Output details
34 - Art and Design: History, Practice and Theory
Open University
Critical reflections on designing product service systems
The paper describes a design process and evaluation adopted for the design of Product Service Systems (PSS) as part of a Department for Environment, Food and Rural Affairs (DEFRA) funded project Achieving Household Waste Prevention on New Housing Developments Through Product Service Systems (2005-2008). The PSS literature has historically emphasised theory building. In contrast this paper describes a pragmatic approach to the design for implementation of PSS. Four PSS concepts were designed in conjunction with a UK house builder and evaluated in three new UK housing developments. The paper explores the opportunities for such service innovations to satisfy household demand and reduce consumer durable household waste.

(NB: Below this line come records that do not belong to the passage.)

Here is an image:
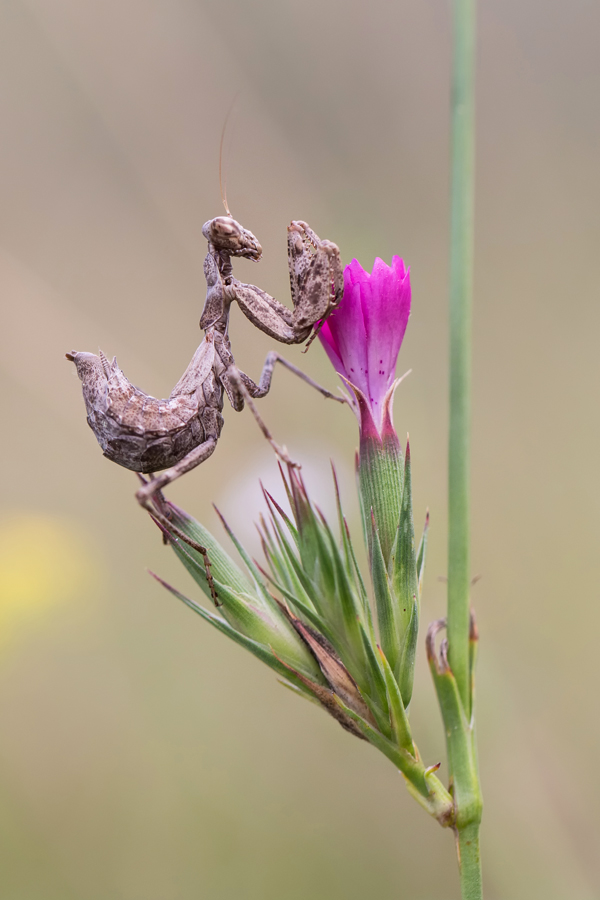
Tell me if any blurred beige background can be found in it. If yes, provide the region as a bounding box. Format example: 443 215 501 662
0 0 600 900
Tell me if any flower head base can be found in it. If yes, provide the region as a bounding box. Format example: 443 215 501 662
319 256 411 436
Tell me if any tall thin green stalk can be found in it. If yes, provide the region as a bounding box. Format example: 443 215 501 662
446 0 483 900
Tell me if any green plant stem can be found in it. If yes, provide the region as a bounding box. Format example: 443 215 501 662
446 0 483 900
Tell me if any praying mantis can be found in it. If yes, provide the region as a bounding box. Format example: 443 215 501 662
66 215 346 599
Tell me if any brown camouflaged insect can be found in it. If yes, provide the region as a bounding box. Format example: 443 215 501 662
66 216 345 588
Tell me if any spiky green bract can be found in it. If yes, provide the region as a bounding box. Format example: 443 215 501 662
155 474 453 825
388 442 425 706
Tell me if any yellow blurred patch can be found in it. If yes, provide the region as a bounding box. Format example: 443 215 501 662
0 513 96 644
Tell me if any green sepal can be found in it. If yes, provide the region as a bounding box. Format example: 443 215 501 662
379 649 415 756
162 503 252 597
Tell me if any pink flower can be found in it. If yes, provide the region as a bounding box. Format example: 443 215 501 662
319 256 410 437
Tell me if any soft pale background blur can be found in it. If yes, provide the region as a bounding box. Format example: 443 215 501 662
0 0 600 900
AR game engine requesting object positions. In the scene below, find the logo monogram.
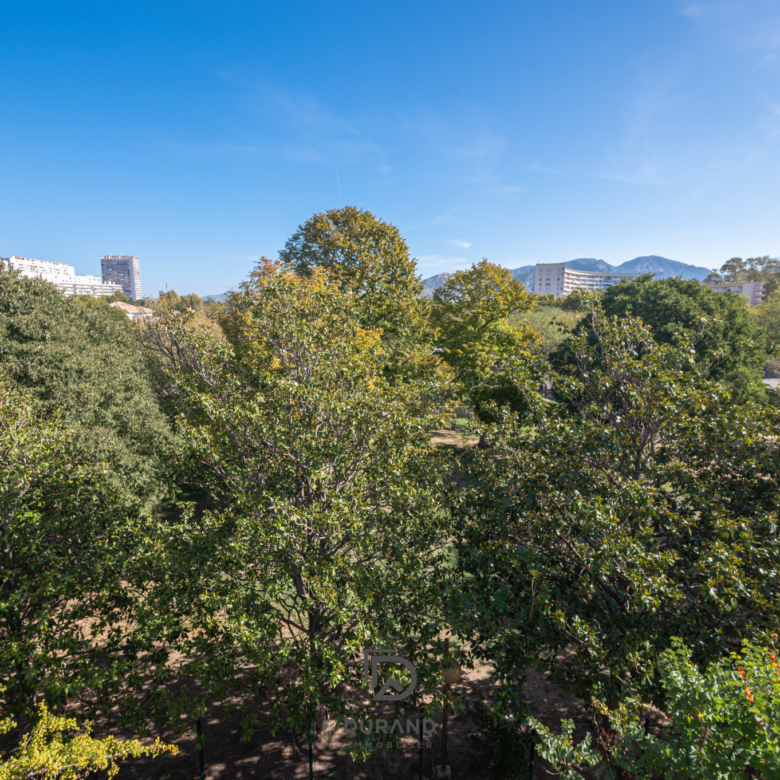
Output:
[363,648,417,701]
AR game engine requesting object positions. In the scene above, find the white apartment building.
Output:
[0,256,122,298]
[535,263,642,298]
[704,282,764,306]
[100,255,143,301]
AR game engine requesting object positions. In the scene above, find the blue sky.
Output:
[0,0,780,294]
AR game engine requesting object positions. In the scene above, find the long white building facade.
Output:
[0,256,122,298]
[704,282,764,306]
[534,263,642,298]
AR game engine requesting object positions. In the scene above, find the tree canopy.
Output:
[0,270,172,506]
[706,255,780,296]
[431,260,536,416]
[551,275,767,400]
[279,206,424,342]
[449,310,780,724]
[138,266,458,728]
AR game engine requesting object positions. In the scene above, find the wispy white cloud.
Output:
[679,0,780,59]
[416,255,471,276]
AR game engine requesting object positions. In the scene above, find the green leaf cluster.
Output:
[0,270,173,507]
[450,310,780,705]
[143,264,458,729]
[0,704,178,780]
[529,640,780,780]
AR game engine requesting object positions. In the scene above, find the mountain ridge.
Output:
[423,255,710,296]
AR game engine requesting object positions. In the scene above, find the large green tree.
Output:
[0,267,172,506]
[0,371,165,729]
[551,275,767,401]
[279,206,425,343]
[139,264,448,728]
[430,260,538,418]
[450,310,780,724]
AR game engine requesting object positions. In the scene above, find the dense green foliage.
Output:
[133,265,447,729]
[0,212,780,778]
[707,255,780,296]
[529,641,780,780]
[0,704,177,780]
[450,310,780,720]
[279,206,424,343]
[0,374,149,727]
[0,270,172,506]
[431,260,534,419]
[552,275,767,401]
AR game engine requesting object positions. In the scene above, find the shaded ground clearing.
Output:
[95,666,589,780]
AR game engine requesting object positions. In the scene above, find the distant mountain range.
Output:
[423,255,710,295]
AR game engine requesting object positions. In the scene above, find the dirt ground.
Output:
[106,666,588,780]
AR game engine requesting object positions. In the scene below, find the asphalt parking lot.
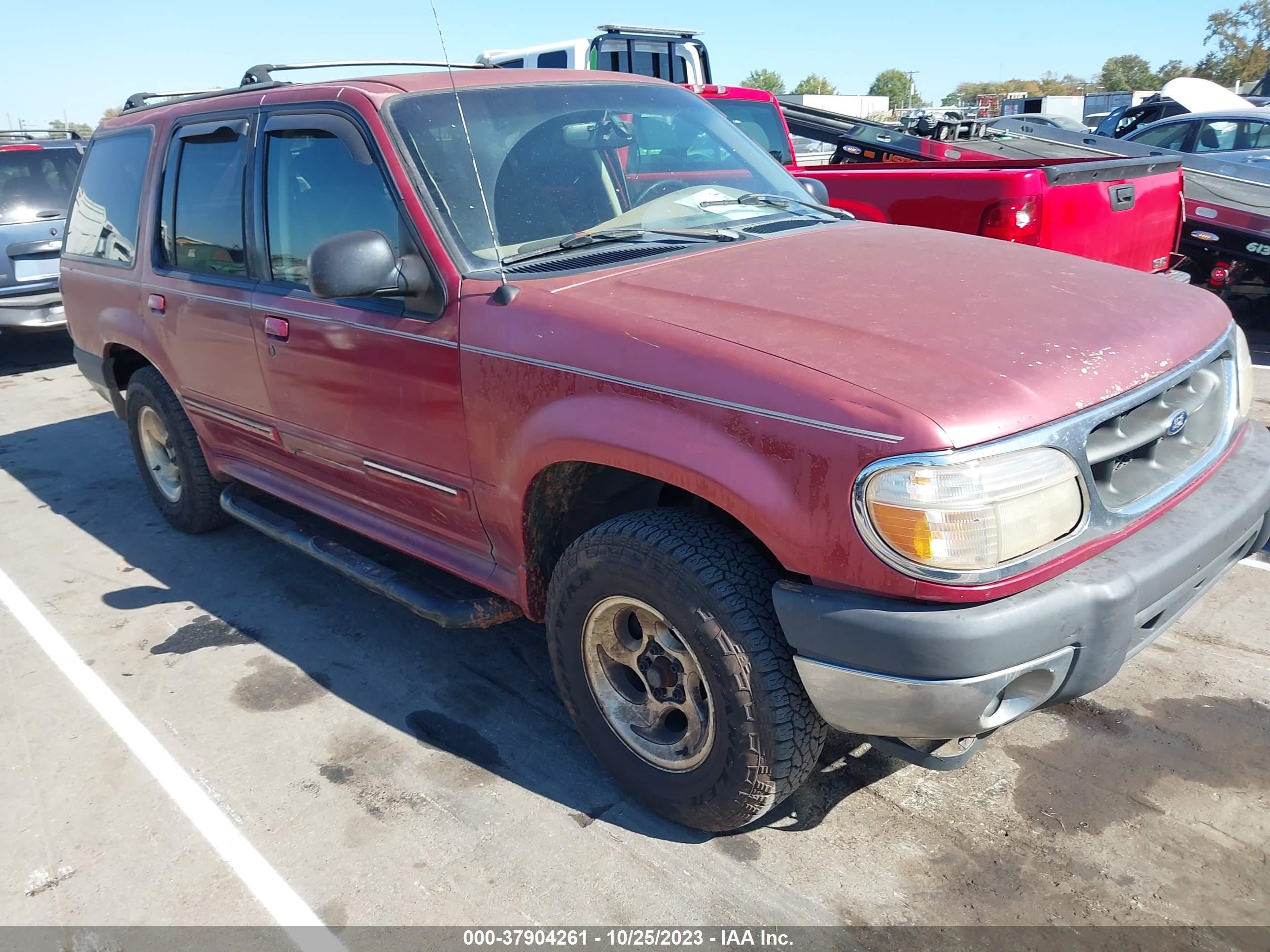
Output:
[0,334,1270,926]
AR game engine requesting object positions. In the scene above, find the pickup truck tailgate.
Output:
[791,157,1182,272]
[1036,157,1182,272]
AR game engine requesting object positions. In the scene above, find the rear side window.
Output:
[708,99,794,165]
[170,128,247,275]
[1133,122,1195,152]
[0,143,80,225]
[265,128,401,284]
[1195,119,1270,152]
[62,130,151,267]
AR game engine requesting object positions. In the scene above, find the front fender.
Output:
[507,392,805,557]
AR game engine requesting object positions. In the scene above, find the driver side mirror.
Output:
[309,231,432,298]
[799,178,829,204]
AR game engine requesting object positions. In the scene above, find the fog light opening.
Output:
[979,668,1058,730]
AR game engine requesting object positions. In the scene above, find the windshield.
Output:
[706,99,794,165]
[0,145,80,225]
[388,82,807,271]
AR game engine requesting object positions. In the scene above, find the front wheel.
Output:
[547,509,827,831]
[127,367,230,533]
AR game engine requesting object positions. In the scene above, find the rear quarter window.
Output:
[0,143,80,225]
[62,128,152,267]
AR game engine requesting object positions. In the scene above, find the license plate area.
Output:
[13,255,57,280]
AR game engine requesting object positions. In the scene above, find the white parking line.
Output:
[0,570,346,952]
[1239,549,1270,573]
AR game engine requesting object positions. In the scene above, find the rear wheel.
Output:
[127,367,230,533]
[547,509,827,831]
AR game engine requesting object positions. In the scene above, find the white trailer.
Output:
[1081,89,1160,123]
[1001,97,1086,123]
[476,23,711,85]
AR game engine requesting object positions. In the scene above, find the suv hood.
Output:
[554,222,1230,447]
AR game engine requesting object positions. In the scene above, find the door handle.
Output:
[264,316,291,340]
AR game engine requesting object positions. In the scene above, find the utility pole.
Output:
[904,70,921,109]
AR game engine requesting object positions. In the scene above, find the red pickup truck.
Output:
[690,85,1189,275]
[70,66,1270,830]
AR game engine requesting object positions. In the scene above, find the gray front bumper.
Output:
[772,424,1270,740]
[794,647,1076,740]
[0,291,66,330]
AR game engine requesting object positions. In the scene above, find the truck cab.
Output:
[476,23,710,84]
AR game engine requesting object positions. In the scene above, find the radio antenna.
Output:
[429,0,520,305]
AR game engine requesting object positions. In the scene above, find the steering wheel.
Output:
[635,179,692,204]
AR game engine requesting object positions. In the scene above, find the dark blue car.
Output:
[0,130,84,331]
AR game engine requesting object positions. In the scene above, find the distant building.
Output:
[776,93,890,118]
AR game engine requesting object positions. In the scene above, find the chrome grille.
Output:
[1085,358,1227,509]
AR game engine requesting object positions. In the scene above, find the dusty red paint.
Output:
[62,70,1230,614]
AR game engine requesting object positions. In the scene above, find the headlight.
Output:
[864,448,1085,571]
[1235,324,1252,418]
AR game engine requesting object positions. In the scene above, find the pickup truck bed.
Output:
[697,86,1181,273]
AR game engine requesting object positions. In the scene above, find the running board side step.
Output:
[221,483,521,628]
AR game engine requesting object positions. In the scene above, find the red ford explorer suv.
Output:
[61,68,1270,830]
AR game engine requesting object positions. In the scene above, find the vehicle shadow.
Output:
[0,330,75,377]
[0,411,903,843]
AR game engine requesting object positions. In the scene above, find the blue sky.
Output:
[0,0,1219,126]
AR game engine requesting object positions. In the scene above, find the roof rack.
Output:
[123,86,236,112]
[0,130,84,138]
[243,60,490,86]
[596,23,701,39]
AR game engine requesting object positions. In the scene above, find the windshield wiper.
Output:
[499,227,741,265]
[697,192,856,220]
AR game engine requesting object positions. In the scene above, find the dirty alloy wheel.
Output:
[547,509,827,831]
[127,367,230,533]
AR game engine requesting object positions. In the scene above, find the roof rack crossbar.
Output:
[123,86,234,112]
[241,60,489,86]
[0,130,84,138]
[596,23,701,39]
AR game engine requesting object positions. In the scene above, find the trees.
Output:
[741,70,785,95]
[1098,55,1160,91]
[794,72,838,97]
[1156,60,1195,86]
[1195,0,1270,86]
[869,70,921,109]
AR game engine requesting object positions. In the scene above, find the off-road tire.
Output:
[547,509,828,831]
[127,367,230,534]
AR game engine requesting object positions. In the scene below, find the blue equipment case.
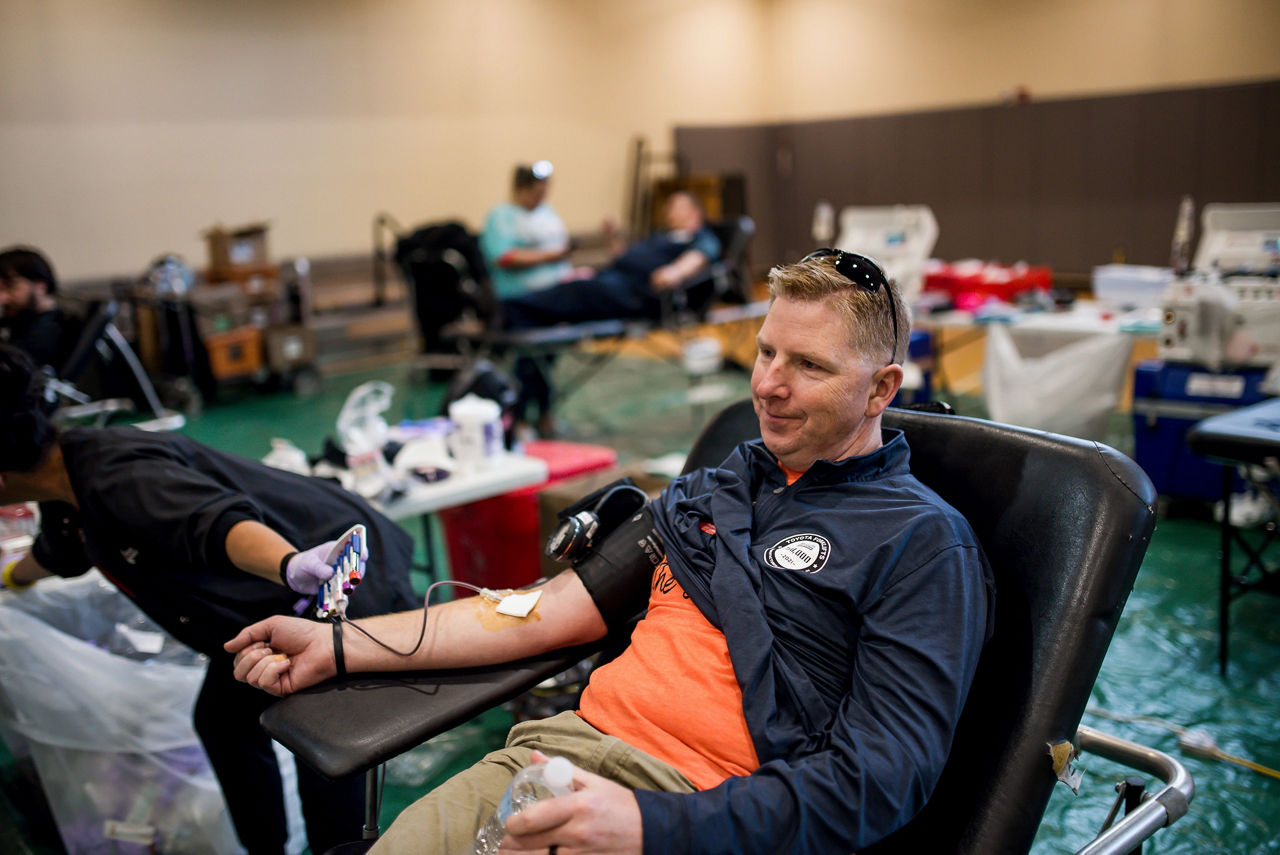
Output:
[1133,360,1267,502]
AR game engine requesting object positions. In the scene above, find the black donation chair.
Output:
[262,402,1193,855]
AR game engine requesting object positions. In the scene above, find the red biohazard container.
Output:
[440,439,618,594]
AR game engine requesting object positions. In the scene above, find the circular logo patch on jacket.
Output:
[764,534,831,573]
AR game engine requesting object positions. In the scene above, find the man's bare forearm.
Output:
[343,572,605,671]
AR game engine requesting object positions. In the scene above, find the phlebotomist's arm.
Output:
[225,571,605,695]
[227,520,302,585]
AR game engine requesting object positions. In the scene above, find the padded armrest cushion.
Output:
[1187,398,1280,465]
[260,646,595,778]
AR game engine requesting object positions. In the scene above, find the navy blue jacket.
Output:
[636,430,995,855]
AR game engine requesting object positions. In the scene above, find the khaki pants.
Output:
[370,712,696,855]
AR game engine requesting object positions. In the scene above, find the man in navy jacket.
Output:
[228,251,993,855]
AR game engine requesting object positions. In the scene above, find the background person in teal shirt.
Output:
[480,160,572,300]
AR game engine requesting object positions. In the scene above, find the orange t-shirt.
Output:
[579,471,801,790]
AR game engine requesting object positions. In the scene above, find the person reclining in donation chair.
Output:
[227,250,995,855]
[0,344,413,855]
[500,192,721,330]
[0,247,81,372]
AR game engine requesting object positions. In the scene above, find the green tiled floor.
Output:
[0,358,1280,855]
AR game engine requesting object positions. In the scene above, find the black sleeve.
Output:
[31,502,90,576]
[95,457,264,573]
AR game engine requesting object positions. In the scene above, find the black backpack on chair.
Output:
[396,221,495,353]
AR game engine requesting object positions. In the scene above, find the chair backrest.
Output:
[708,214,755,302]
[58,300,120,383]
[690,402,1156,855]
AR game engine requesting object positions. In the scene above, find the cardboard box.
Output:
[262,324,316,374]
[538,466,667,579]
[204,223,270,271]
[205,326,262,380]
[188,284,250,339]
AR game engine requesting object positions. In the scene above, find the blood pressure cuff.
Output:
[573,506,666,631]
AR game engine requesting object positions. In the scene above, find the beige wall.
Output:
[0,0,1280,278]
[768,0,1280,119]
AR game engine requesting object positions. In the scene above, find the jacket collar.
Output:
[746,428,911,486]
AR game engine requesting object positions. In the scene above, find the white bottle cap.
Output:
[543,756,573,792]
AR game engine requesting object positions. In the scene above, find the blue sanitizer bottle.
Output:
[472,756,573,855]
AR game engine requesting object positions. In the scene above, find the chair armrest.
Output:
[1075,724,1196,855]
[260,645,598,778]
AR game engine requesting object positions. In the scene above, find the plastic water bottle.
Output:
[471,756,573,855]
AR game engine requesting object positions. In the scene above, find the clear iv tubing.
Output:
[342,579,493,657]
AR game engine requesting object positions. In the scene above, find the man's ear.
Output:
[867,362,902,419]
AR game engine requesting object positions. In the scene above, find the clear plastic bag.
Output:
[982,324,1133,439]
[0,571,293,855]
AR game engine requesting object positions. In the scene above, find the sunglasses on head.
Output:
[800,247,897,365]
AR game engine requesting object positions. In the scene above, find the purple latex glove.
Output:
[284,540,338,594]
[284,540,369,595]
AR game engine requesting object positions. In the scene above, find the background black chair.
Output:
[262,402,1193,855]
[45,300,186,430]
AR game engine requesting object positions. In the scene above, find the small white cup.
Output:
[448,394,502,468]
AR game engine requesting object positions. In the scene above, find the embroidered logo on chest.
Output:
[764,534,831,573]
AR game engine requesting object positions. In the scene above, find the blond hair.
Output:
[769,256,911,365]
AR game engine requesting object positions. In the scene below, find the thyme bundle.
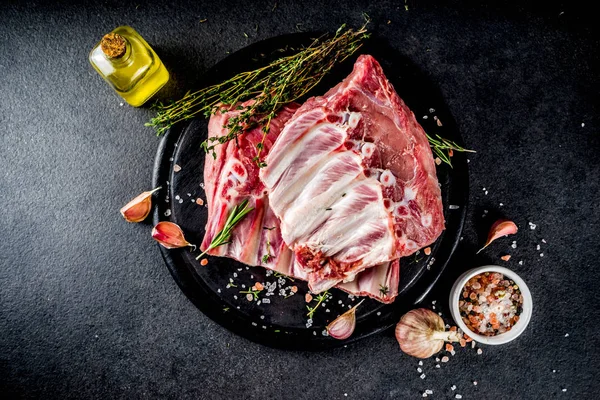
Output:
[146,20,369,167]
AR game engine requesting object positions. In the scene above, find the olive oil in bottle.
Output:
[89,26,169,107]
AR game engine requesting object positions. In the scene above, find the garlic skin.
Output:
[326,300,364,340]
[152,221,196,249]
[119,187,162,222]
[477,219,519,254]
[396,308,460,358]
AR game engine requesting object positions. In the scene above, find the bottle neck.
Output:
[100,33,131,64]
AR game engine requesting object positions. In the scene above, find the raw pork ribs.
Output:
[260,55,444,292]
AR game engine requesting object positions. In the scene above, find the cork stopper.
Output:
[100,33,126,58]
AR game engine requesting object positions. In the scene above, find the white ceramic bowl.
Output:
[450,265,533,345]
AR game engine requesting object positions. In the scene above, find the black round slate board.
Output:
[153,33,468,350]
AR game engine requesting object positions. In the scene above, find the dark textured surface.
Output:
[0,1,600,399]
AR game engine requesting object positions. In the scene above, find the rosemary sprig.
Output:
[427,134,475,167]
[146,19,369,167]
[196,200,254,260]
[306,290,331,319]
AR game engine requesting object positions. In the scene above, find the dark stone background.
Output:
[0,0,600,399]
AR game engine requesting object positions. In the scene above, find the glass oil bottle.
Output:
[89,26,169,107]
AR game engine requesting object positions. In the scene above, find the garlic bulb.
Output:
[327,300,364,340]
[152,221,196,249]
[396,308,460,358]
[119,187,161,222]
[477,219,519,254]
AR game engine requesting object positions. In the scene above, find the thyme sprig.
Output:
[427,134,475,167]
[306,290,331,319]
[196,200,254,260]
[146,19,369,167]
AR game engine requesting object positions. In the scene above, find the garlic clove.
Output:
[326,300,364,340]
[152,221,196,249]
[119,187,162,222]
[477,219,519,254]
[396,308,461,358]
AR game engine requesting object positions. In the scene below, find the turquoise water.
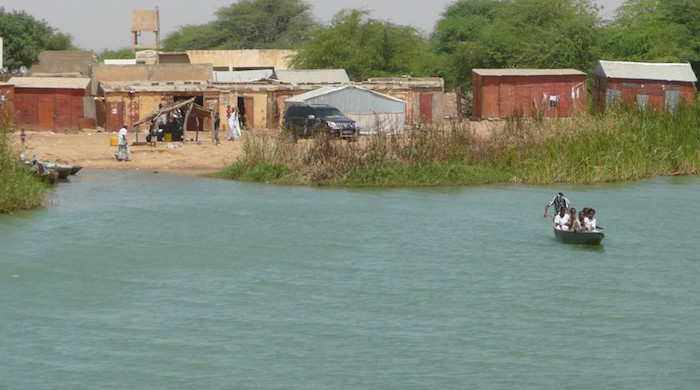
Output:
[0,170,700,389]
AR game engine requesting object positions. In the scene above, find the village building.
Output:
[16,50,455,131]
[472,69,587,119]
[212,69,350,128]
[356,76,446,126]
[96,80,219,131]
[185,49,296,71]
[0,82,15,113]
[285,85,406,134]
[593,61,698,112]
[8,77,94,132]
[29,50,97,77]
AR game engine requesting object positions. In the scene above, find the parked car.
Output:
[283,104,358,141]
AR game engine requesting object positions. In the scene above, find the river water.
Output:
[0,170,700,389]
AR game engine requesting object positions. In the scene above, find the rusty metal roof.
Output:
[100,81,211,93]
[7,77,90,89]
[272,69,350,84]
[593,61,698,83]
[472,68,586,76]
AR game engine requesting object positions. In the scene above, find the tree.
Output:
[431,0,515,91]
[432,0,600,90]
[292,10,427,80]
[163,0,316,51]
[0,7,75,70]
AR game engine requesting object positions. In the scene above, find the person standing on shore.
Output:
[226,107,241,141]
[214,112,221,145]
[117,125,131,161]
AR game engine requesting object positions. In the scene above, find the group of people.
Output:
[544,192,597,232]
[214,105,242,145]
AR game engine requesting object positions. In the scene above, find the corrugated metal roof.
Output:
[593,61,698,83]
[104,58,136,65]
[472,68,586,76]
[285,85,404,103]
[100,81,210,92]
[213,69,273,83]
[272,69,350,84]
[8,77,90,89]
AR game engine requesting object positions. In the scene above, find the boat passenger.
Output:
[552,206,569,230]
[588,209,598,232]
[544,192,571,218]
[581,207,591,232]
[564,207,578,232]
[572,210,586,233]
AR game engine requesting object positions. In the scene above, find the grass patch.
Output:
[216,103,700,187]
[0,106,49,213]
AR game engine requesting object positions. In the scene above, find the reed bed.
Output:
[0,109,48,213]
[216,104,700,187]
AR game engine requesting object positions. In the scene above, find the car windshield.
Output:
[316,107,345,118]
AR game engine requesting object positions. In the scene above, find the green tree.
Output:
[604,0,700,72]
[292,10,427,80]
[163,0,316,51]
[502,0,601,72]
[0,7,75,70]
[431,0,515,90]
[432,0,600,90]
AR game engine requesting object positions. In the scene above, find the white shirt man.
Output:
[544,192,571,218]
[117,125,130,161]
[552,209,571,230]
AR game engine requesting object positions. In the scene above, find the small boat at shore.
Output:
[44,162,83,180]
[554,229,605,245]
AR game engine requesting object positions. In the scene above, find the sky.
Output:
[0,0,624,52]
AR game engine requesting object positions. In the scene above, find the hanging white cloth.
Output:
[226,110,242,140]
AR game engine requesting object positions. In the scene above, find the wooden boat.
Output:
[24,162,58,184]
[44,162,77,180]
[554,229,605,245]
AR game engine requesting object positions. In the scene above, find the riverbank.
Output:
[10,129,249,174]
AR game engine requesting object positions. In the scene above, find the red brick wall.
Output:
[473,73,587,119]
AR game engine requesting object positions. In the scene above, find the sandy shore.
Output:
[16,129,243,173]
[11,121,503,174]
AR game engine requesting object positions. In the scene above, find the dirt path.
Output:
[16,129,249,173]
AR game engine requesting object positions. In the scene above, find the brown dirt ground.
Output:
[11,121,502,174]
[12,129,250,174]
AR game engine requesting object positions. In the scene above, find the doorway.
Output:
[236,96,255,128]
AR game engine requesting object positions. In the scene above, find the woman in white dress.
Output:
[226,107,242,141]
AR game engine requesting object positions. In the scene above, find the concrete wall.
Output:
[92,64,212,95]
[187,49,296,69]
[29,50,97,77]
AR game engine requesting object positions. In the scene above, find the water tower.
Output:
[131,7,160,52]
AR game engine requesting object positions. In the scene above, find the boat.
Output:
[554,229,605,245]
[24,161,58,184]
[44,162,75,180]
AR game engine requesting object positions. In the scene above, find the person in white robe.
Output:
[226,107,242,141]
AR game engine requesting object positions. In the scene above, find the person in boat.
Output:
[544,192,571,218]
[552,206,570,230]
[146,118,158,146]
[581,207,590,232]
[571,210,586,233]
[562,207,578,232]
[586,209,597,232]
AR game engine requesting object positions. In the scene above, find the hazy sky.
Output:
[0,0,624,52]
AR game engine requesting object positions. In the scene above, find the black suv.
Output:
[284,104,358,141]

Based on a number of dialogues with the house builder and new homeowners the research team created a series of PSS options. An exploration and evaluation of the selected PSS were undertaken with the homeowner groups. The paper describes the process through which the concept PSS were designed, selected and evaluated, alongside the practical and commercial parameters of the project. It emphasises the importance of understanding the multi-scale relationships in design when responding to the challenges associated with creating different PSS outcomes that reorganise relationships between people, resources and the environment. This research is distinctive in that it uses empirical data collected from producers and consumers to develop PSS concepts. Such data provides insights on the potential conflicts between opportunities to design different PSS outcomes, the expectations of producers to implement outcomes as ‘business-as-usual’ and the requirements of users for flexible function fulfilment in familiar ways. In brief it neatly points to potential design conflicts in supply and demand agendas, particularly those responding to issues of sustainability.